DLO can be formulated in terms of equilibrium relations ('static' formulation) or in terms of displacements ('kinematic' formulation). In the latter case the objective of the mathematical optimization problem is to minimize the internal energy dissipated along discontinuities, subject to nodal compatibility constraints. This can be solved using efficient linear programming techniques and, when combined with an algorithm originally developed for truss layout optimization problems, it has been found that modern computer power can be used to directly search through very large numbers of different failure mechanism topologies (up to approx. 2^{1,000,000,000} different topologies on current generation PCs). A full description of the application of DLO to plane strain problems has been provided by Smith and Gilbert, to masonry arch analysis by Gilbert et al, to slab problems by Gilbert et al, and to 3D problems by Hawksbee et al, and Zhang.

==DLO vs FEM==
Whereas with finite element analysis (FEM), a widely used alternative engineering analysis procedure, mathematical relations are formed for the underlying continuum mechanics problem, DLO involves analysis of a potentially much simpler discontinuum problem, with the problem being posed entirely in terms of the individual discontinuities which interconnect nodes laid out across the body under consideration. Additionally, when general purpose finite element programs are used to analyse the collapse state often relatively complex non-linear solvers are required, in contrast to the simpler linear programming solvers generally required in the case of DLO.

Compared with non-linear FEM, DLO has the following advantages and disadvantages:

Advantages
- The collapse state is analysed directly, without the need to iterate.
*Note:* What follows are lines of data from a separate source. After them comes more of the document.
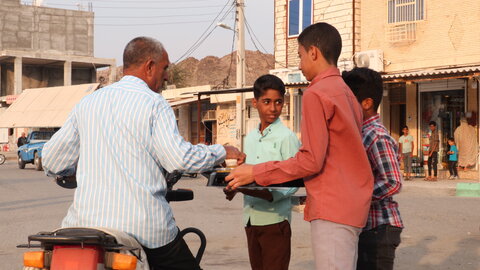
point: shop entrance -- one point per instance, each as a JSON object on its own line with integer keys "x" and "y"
{"x": 444, "y": 107}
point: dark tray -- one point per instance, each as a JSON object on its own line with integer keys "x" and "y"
{"x": 216, "y": 178}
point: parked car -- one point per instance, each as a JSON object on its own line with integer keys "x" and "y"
{"x": 31, "y": 152}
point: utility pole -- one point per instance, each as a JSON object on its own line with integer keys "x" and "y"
{"x": 240, "y": 101}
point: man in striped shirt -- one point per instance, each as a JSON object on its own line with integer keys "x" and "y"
{"x": 117, "y": 141}
{"x": 381, "y": 235}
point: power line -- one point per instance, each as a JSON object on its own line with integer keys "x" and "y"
{"x": 136, "y": 7}
{"x": 151, "y": 17}
{"x": 252, "y": 34}
{"x": 205, "y": 35}
{"x": 146, "y": 24}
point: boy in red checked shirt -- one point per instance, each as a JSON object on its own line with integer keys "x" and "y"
{"x": 381, "y": 235}
{"x": 332, "y": 160}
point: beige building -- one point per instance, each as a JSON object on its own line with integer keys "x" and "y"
{"x": 43, "y": 47}
{"x": 427, "y": 51}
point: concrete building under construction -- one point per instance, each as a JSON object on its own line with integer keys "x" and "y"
{"x": 44, "y": 47}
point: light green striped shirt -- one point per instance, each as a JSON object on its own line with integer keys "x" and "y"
{"x": 276, "y": 143}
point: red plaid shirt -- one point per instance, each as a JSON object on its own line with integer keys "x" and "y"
{"x": 382, "y": 152}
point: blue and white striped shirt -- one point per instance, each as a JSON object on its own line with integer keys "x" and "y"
{"x": 117, "y": 140}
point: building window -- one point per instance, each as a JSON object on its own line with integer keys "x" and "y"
{"x": 405, "y": 10}
{"x": 299, "y": 16}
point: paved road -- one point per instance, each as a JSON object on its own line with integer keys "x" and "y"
{"x": 442, "y": 231}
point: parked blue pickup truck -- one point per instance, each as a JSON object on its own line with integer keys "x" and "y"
{"x": 31, "y": 152}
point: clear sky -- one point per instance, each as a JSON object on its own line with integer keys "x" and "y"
{"x": 178, "y": 24}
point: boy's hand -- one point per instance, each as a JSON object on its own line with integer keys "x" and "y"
{"x": 234, "y": 153}
{"x": 229, "y": 193}
{"x": 242, "y": 175}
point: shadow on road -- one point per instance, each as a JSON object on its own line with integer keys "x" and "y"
{"x": 465, "y": 256}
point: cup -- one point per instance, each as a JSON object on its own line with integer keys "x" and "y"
{"x": 231, "y": 163}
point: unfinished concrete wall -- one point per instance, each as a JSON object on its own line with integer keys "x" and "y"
{"x": 45, "y": 29}
{"x": 36, "y": 77}
{"x": 338, "y": 13}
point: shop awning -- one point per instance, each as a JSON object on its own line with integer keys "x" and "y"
{"x": 178, "y": 102}
{"x": 449, "y": 72}
{"x": 44, "y": 107}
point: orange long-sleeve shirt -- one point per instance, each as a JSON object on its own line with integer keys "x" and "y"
{"x": 332, "y": 159}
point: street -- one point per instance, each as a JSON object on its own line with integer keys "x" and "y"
{"x": 442, "y": 231}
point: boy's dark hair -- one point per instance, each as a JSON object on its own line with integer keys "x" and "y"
{"x": 265, "y": 82}
{"x": 365, "y": 83}
{"x": 326, "y": 38}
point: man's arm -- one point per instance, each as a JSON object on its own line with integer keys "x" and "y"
{"x": 308, "y": 161}
{"x": 400, "y": 148}
{"x": 413, "y": 146}
{"x": 383, "y": 157}
{"x": 175, "y": 153}
{"x": 60, "y": 154}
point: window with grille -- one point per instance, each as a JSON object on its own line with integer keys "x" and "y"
{"x": 405, "y": 10}
{"x": 299, "y": 16}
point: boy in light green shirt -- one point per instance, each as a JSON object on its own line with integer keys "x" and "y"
{"x": 267, "y": 212}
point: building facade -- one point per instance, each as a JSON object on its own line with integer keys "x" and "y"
{"x": 43, "y": 47}
{"x": 426, "y": 51}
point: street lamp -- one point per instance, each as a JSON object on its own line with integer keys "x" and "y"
{"x": 240, "y": 101}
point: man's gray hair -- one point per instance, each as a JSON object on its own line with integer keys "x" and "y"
{"x": 140, "y": 50}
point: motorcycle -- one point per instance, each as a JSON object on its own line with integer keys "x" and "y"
{"x": 98, "y": 248}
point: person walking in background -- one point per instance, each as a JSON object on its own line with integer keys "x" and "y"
{"x": 433, "y": 152}
{"x": 267, "y": 212}
{"x": 332, "y": 160}
{"x": 22, "y": 140}
{"x": 406, "y": 150}
{"x": 452, "y": 159}
{"x": 381, "y": 235}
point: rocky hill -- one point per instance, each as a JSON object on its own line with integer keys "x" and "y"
{"x": 212, "y": 70}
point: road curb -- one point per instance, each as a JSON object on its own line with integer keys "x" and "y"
{"x": 468, "y": 190}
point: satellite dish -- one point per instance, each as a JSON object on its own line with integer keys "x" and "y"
{"x": 362, "y": 60}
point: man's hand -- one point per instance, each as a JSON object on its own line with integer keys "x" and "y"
{"x": 234, "y": 153}
{"x": 229, "y": 193}
{"x": 240, "y": 176}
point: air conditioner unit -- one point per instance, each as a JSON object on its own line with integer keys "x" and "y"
{"x": 210, "y": 115}
{"x": 372, "y": 59}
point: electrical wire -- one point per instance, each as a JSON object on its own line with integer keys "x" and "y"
{"x": 151, "y": 17}
{"x": 206, "y": 33}
{"x": 227, "y": 78}
{"x": 147, "y": 24}
{"x": 252, "y": 35}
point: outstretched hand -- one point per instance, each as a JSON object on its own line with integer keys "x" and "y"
{"x": 240, "y": 176}
{"x": 234, "y": 153}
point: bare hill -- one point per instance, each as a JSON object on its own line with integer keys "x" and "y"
{"x": 212, "y": 70}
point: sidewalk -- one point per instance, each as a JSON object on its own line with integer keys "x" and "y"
{"x": 444, "y": 186}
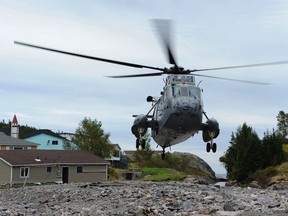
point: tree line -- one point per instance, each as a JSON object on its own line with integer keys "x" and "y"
{"x": 247, "y": 153}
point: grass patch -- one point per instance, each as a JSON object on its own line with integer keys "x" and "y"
{"x": 162, "y": 174}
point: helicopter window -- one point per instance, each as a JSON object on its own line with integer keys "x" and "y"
{"x": 184, "y": 91}
{"x": 194, "y": 91}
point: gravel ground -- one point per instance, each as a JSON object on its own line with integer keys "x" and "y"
{"x": 143, "y": 198}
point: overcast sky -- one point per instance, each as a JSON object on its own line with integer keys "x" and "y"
{"x": 53, "y": 91}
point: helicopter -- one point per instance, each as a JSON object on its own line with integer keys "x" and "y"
{"x": 177, "y": 114}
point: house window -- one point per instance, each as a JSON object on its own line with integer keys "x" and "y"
{"x": 49, "y": 169}
{"x": 54, "y": 142}
{"x": 79, "y": 169}
{"x": 24, "y": 172}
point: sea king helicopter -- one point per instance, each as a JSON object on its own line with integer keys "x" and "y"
{"x": 178, "y": 113}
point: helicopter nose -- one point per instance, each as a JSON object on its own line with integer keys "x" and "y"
{"x": 189, "y": 107}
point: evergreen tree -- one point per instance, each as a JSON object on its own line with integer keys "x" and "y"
{"x": 243, "y": 156}
{"x": 282, "y": 125}
{"x": 272, "y": 150}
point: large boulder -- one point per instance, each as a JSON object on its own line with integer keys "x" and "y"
{"x": 196, "y": 162}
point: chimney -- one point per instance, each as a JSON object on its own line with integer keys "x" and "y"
{"x": 15, "y": 128}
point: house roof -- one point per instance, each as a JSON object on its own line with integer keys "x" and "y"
{"x": 130, "y": 153}
{"x": 44, "y": 131}
{"x": 38, "y": 157}
{"x": 11, "y": 141}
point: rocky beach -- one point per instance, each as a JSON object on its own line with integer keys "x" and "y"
{"x": 143, "y": 198}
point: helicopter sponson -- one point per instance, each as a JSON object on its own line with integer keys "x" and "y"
{"x": 140, "y": 125}
{"x": 211, "y": 130}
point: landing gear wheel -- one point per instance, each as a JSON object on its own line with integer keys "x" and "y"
{"x": 208, "y": 147}
{"x": 214, "y": 147}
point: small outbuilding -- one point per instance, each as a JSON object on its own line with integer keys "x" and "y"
{"x": 43, "y": 166}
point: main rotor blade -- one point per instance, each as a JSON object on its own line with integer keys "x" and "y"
{"x": 242, "y": 66}
{"x": 90, "y": 57}
{"x": 137, "y": 75}
{"x": 235, "y": 80}
{"x": 164, "y": 26}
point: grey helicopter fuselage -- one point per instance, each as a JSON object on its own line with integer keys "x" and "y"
{"x": 178, "y": 112}
{"x": 177, "y": 115}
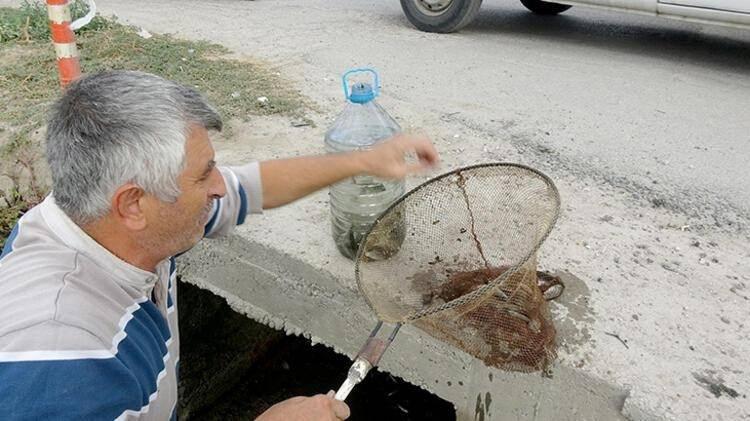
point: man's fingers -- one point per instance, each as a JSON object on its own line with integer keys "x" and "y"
{"x": 340, "y": 409}
{"x": 424, "y": 150}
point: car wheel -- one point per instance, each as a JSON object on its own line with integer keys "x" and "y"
{"x": 440, "y": 15}
{"x": 544, "y": 7}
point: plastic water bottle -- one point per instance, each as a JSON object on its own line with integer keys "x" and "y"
{"x": 356, "y": 202}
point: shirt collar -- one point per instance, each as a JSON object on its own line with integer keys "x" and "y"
{"x": 74, "y": 237}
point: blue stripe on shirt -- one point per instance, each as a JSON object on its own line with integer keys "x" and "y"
{"x": 243, "y": 206}
{"x": 8, "y": 247}
{"x": 214, "y": 218}
{"x": 89, "y": 389}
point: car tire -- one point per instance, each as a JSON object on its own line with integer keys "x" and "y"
{"x": 441, "y": 16}
{"x": 544, "y": 7}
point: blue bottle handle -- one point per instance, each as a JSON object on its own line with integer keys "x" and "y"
{"x": 375, "y": 85}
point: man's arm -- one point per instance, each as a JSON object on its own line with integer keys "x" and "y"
{"x": 286, "y": 180}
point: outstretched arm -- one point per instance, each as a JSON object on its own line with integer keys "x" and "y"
{"x": 286, "y": 180}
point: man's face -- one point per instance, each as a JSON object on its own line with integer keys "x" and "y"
{"x": 176, "y": 227}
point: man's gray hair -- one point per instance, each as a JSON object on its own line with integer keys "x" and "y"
{"x": 116, "y": 127}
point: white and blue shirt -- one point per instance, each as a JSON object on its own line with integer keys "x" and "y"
{"x": 85, "y": 335}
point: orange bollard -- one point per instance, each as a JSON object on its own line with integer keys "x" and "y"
{"x": 64, "y": 41}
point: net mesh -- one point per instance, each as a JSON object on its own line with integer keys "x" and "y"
{"x": 457, "y": 257}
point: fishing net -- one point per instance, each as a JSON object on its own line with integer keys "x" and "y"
{"x": 456, "y": 256}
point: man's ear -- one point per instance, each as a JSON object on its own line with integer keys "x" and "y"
{"x": 128, "y": 207}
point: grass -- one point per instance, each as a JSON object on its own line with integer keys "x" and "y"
{"x": 29, "y": 84}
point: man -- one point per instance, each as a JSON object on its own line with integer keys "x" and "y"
{"x": 88, "y": 320}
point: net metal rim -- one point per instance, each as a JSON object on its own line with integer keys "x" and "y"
{"x": 490, "y": 285}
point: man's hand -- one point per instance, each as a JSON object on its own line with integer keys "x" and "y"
{"x": 389, "y": 159}
{"x": 316, "y": 408}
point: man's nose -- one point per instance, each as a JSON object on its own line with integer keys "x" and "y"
{"x": 218, "y": 188}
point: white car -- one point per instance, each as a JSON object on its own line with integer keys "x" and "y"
{"x": 452, "y": 15}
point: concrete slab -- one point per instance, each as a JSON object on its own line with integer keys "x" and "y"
{"x": 651, "y": 315}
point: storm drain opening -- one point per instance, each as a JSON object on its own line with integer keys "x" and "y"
{"x": 232, "y": 368}
{"x": 464, "y": 270}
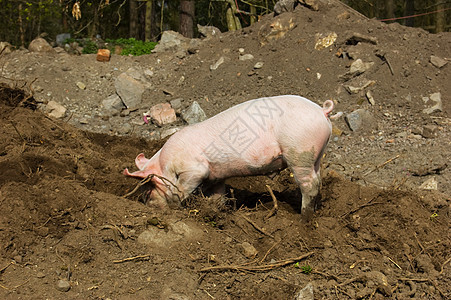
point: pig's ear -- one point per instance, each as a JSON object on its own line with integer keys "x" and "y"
{"x": 141, "y": 161}
{"x": 138, "y": 174}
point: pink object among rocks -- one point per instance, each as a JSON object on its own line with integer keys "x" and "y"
{"x": 162, "y": 114}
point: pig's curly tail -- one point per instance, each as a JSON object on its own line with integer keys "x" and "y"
{"x": 328, "y": 106}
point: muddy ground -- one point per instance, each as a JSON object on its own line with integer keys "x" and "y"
{"x": 67, "y": 232}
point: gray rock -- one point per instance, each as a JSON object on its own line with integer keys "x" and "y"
{"x": 174, "y": 232}
{"x": 40, "y": 45}
{"x": 194, "y": 114}
{"x": 216, "y": 65}
{"x": 358, "y": 84}
{"x": 177, "y": 105}
{"x": 437, "y": 61}
{"x": 246, "y": 57}
{"x": 168, "y": 132}
{"x": 437, "y": 98}
{"x": 174, "y": 41}
{"x": 124, "y": 129}
{"x": 5, "y": 48}
{"x": 361, "y": 119}
{"x": 369, "y": 96}
{"x": 208, "y": 31}
{"x": 429, "y": 131}
{"x": 358, "y": 67}
{"x": 284, "y": 6}
{"x": 430, "y": 184}
{"x": 55, "y": 110}
{"x": 130, "y": 90}
{"x": 306, "y": 293}
{"x": 63, "y": 285}
{"x": 113, "y": 104}
{"x": 61, "y": 39}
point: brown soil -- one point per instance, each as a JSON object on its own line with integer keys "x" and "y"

This means that solutions can generally be obtained much more quickly.
- The output, in the form of animated failure mechanisms is generally easier to interpret.
- Problems involving singularities in the stress or displacement fields can be dealt with without difficulty.
- As DLO is much simpler than non-linear FEM, users require less training in order to use the method effectively.

Disadvantages
- As with other limit analysis techniques, DLO provides no information about displacements (or stresses) prior to collapse.
- DLO is fundamentally based in modelling compatible mechanisms for soil collapse and is therefore an upper bound method. As a result, the method will always predict an unconservative collapse load.
- Although the discontinuity layout generation and linear programming optimization schemes used in DLO will usually ensure that a good approximation of the true collapse mechanism is found, there is no way of discerning by how much the predicted collapse load will exceed the true collapse load without comparison to an independent lower bound analysis.
- DLO is a relatively new technique so only a limited range of software tools are currently available.

==Applications==
DLO is perhaps most usefully applied to engineering problems where traditional hand calculations are difficult, or simplify the problem too much, but where recourse to more complex non-linear FEM is not justified. Applications include:
- Analysis of geotechnical engineering problems (e.g. slope stability, bearing capacity or retaining wall problems).
- Analysis of concrete slab problems.
- Analysis of metal forming or extrusion problems.

==Software using Discontinuity Layout Optimization==
- (2009-) Provided by the CMD research group at the University of Sheffield, UK.
- LimitState:GEO (2008-) General purpose geotechnical software application.
- LimitState:SLAB (2015-) Slab analysis software application.